PTQ4ViT: Post-training quantization for vision transformers with twin uniform quantization

2111.12293

Published 6/26/2024 by Zhihang Yuan, Chenhao Xue, Yiqi Chen, Qiang Wu, Guangyu Sun

👀

Abstract

Quantization is one of the most effective methods to compress neural networks, which has achieved great success on convolutional neural networks (CNNs). Recently, vision transformers have demonstrated great potential in computer vision. However, previous post-training quantization methods performed not well on vision transformer, resulting in more than 1% accuracy drop even in 8-bit quantization. Therefore, we analyze the problems of quantization on vision transformers. We observe the distributions of activation values after softmax and GELU functions are quite different from the Gaussian distribution. We also observe that common quantization metrics, such as MSE and cosine distance, are inaccurate to determine the optimal scaling factor. In this paper, we propose the twin uniform quantization method to reduce the quantization error on these activation values. And we propose to use a Hessian guided metric to evaluate different scaling factors, which improves the accuracy of calibration at a small cost. To enable the fast quantization of vision transformers, we develop an efficient framework, PTQ4ViT. Experiments show the quantized vision transformers achieve near-lossless prediction accuracy (less than 0.5% drop at 8-bit quantization) on the ImageNet classification task.

Create account to get full access

Overview

Quantization is a method to compress neural networks, which has been successful for convolutional neural networks (CNNs).
Vision transformers have shown great potential in computer vision, but previous post-training quantization methods performed poorly on them, causing significant accuracy drops.
This paper analyzes the problems of quantization on vision transformers and proposes solutions to address them.

Plain English Explanation

Quantization is a technique used to make neural networks smaller and more efficient by reducing the precision of the numbers they use. This has worked well for a type of neural network called convolutional neural networks (CNNs), which are commonly used for computer vision tasks.

Recently, a new type of neural network called vision transformers has been developed, and it has shown a lot of promise in computer vision applications.

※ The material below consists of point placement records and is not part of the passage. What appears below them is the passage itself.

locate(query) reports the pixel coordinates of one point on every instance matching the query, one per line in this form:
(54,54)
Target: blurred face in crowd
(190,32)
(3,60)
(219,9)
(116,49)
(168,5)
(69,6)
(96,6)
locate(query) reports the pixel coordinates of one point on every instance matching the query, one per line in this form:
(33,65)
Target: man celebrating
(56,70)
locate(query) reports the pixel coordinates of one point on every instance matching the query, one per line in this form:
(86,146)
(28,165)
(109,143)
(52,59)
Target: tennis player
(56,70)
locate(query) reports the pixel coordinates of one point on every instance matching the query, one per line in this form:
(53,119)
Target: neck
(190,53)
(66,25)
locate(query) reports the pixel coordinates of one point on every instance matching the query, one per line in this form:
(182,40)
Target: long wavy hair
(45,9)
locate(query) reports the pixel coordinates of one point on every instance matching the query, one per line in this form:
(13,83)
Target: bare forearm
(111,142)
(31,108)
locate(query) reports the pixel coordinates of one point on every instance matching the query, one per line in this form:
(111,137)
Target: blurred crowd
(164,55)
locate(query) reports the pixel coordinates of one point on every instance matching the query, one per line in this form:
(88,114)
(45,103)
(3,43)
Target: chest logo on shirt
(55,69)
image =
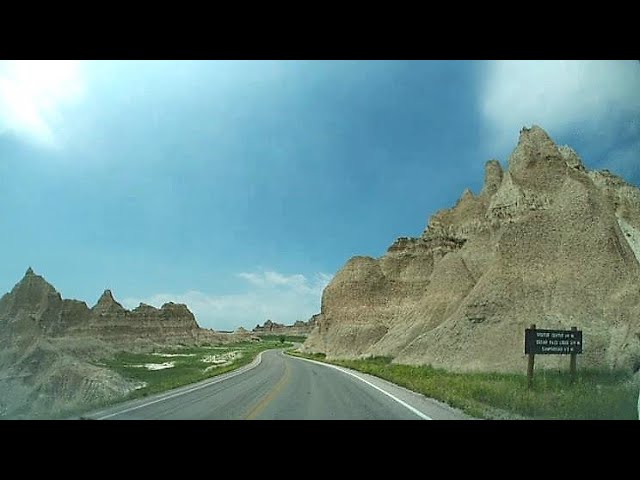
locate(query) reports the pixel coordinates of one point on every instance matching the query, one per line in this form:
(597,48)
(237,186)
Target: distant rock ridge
(298,328)
(34,308)
(546,241)
(52,349)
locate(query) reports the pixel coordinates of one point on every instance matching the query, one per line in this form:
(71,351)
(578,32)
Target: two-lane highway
(277,386)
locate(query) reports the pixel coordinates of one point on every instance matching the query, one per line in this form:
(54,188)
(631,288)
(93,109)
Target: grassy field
(187,364)
(595,394)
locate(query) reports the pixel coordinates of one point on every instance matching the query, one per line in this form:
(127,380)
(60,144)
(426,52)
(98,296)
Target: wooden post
(532,357)
(572,361)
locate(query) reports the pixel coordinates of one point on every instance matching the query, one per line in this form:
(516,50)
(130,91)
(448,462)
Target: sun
(32,92)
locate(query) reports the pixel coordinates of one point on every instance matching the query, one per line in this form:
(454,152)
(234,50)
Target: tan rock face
(273,328)
(546,242)
(49,346)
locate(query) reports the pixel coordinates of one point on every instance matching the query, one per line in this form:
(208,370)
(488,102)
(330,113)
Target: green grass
(186,369)
(595,394)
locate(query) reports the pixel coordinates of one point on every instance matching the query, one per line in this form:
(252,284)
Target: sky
(241,187)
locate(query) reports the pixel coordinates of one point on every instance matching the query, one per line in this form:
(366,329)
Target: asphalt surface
(280,387)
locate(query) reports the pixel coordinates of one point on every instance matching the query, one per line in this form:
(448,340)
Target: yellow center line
(273,393)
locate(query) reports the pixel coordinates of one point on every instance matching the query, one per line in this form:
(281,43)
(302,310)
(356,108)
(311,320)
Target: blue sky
(242,187)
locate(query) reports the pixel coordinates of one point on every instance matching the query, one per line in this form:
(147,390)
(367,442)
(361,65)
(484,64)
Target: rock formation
(49,346)
(545,242)
(299,328)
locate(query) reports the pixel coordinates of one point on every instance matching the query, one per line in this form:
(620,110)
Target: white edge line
(251,366)
(393,397)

However, when researchers tried to use the previous quantization methods on vision transformers, they found that it caused the networks to lose a lot of accuracy, sometimes more than 1% even when quantizing to just 8-bit precision.

The researchers in this paper set out to understand why quantization was not working well for vision transformers. They observed that the distribution of the activation values (the numbers flowing through the network) after certain mathematical functions were quite different from the normal distribution that the previous quantization methods were designed for. They also found that the common ways of measuring quantization error, like mean squared error and cosine distance, were not accurate for determining the best scaling factors to use when quantizing vision transformers.

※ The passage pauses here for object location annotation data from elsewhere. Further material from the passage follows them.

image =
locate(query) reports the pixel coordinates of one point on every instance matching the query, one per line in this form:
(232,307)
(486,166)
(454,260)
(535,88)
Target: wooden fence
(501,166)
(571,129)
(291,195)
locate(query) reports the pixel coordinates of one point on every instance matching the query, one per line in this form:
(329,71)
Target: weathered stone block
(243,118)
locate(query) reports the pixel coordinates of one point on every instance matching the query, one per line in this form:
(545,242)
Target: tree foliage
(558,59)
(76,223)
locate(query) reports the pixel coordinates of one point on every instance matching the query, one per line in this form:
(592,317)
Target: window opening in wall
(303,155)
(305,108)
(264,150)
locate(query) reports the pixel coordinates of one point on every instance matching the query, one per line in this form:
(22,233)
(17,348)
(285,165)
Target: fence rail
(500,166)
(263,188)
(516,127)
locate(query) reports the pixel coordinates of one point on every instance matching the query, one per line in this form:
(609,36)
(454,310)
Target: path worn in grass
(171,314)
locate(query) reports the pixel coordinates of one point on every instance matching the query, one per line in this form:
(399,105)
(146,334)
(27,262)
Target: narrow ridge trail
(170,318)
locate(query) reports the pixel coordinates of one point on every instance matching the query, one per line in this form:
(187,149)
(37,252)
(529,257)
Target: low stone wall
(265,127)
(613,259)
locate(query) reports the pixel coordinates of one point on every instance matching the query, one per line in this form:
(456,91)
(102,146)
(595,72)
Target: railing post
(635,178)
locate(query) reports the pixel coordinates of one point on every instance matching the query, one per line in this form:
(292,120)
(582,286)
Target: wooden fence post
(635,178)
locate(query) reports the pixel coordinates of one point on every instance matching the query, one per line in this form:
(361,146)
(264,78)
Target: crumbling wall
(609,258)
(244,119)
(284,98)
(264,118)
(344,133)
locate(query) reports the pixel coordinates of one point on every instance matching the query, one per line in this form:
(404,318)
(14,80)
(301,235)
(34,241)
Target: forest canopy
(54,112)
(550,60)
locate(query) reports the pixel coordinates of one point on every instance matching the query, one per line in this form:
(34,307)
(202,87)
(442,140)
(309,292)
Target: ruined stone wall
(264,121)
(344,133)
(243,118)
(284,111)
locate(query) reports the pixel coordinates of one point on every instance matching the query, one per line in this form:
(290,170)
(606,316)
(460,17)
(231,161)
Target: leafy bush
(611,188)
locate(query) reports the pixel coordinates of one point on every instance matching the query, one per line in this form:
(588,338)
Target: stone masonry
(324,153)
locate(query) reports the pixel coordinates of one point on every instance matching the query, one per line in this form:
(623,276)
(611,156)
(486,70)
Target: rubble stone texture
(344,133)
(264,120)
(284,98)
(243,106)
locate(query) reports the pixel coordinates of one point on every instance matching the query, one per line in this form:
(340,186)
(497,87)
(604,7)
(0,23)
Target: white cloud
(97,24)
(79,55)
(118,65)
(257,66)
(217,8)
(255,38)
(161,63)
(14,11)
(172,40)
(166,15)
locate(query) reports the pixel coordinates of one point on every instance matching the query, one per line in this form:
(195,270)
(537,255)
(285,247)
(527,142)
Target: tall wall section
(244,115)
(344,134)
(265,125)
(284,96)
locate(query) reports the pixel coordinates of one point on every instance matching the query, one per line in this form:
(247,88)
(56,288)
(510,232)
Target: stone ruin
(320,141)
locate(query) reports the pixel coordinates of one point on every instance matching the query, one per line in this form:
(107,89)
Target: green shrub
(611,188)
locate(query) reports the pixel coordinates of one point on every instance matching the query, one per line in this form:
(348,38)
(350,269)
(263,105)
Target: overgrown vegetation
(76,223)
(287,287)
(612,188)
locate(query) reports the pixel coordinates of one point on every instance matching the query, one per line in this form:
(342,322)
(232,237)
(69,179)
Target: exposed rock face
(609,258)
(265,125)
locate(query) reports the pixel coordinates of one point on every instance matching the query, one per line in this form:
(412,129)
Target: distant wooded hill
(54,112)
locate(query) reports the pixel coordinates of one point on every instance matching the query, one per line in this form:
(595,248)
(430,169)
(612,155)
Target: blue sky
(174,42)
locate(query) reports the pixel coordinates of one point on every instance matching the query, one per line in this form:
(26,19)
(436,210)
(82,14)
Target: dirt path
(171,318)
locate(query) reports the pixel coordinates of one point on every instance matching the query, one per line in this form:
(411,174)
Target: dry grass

To address these problems, the researchers propose a new quantization method called "twin uniform quantization" that is better suited for the unique characteristics of vision transformer activations. They also introduce a new metric based on the Hessian (a mathematical concept) to more accurately evaluate different scaling factors during the quantization process.

By using these new techniques, the researchers were able to quantize vision transformers to 8-bit precision with less than 0.5% drop in accuracy on the ImageNet image classification task. This is a significant improvement over the previous methods.

Technical Explanation

The paper proposes a post-training quantization (PTQ) framework called PTQ4ViT to efficiently quantize vision transformers. The key innovations include:

Twin Uniform Quantization: The researchers observe that the distributions of activation values after the softmax and GELU functions in vision transformers are quite different from the Gaussian distribution assumed by previous quantization methods. To address this, they propose a "twin uniform quantization" scheme that uses separate scaling factors for positive and negative activation values.
Hessian-Guided Metric: The common quantization metrics like mean squared error (MSE) and cosine distance were found to be inaccurate in determining the optimal scaling factors for vision transformers. The paper introduces a new Hessian-guided metric that better captures the quantization error and improves the calibration accuracy at a small computational cost.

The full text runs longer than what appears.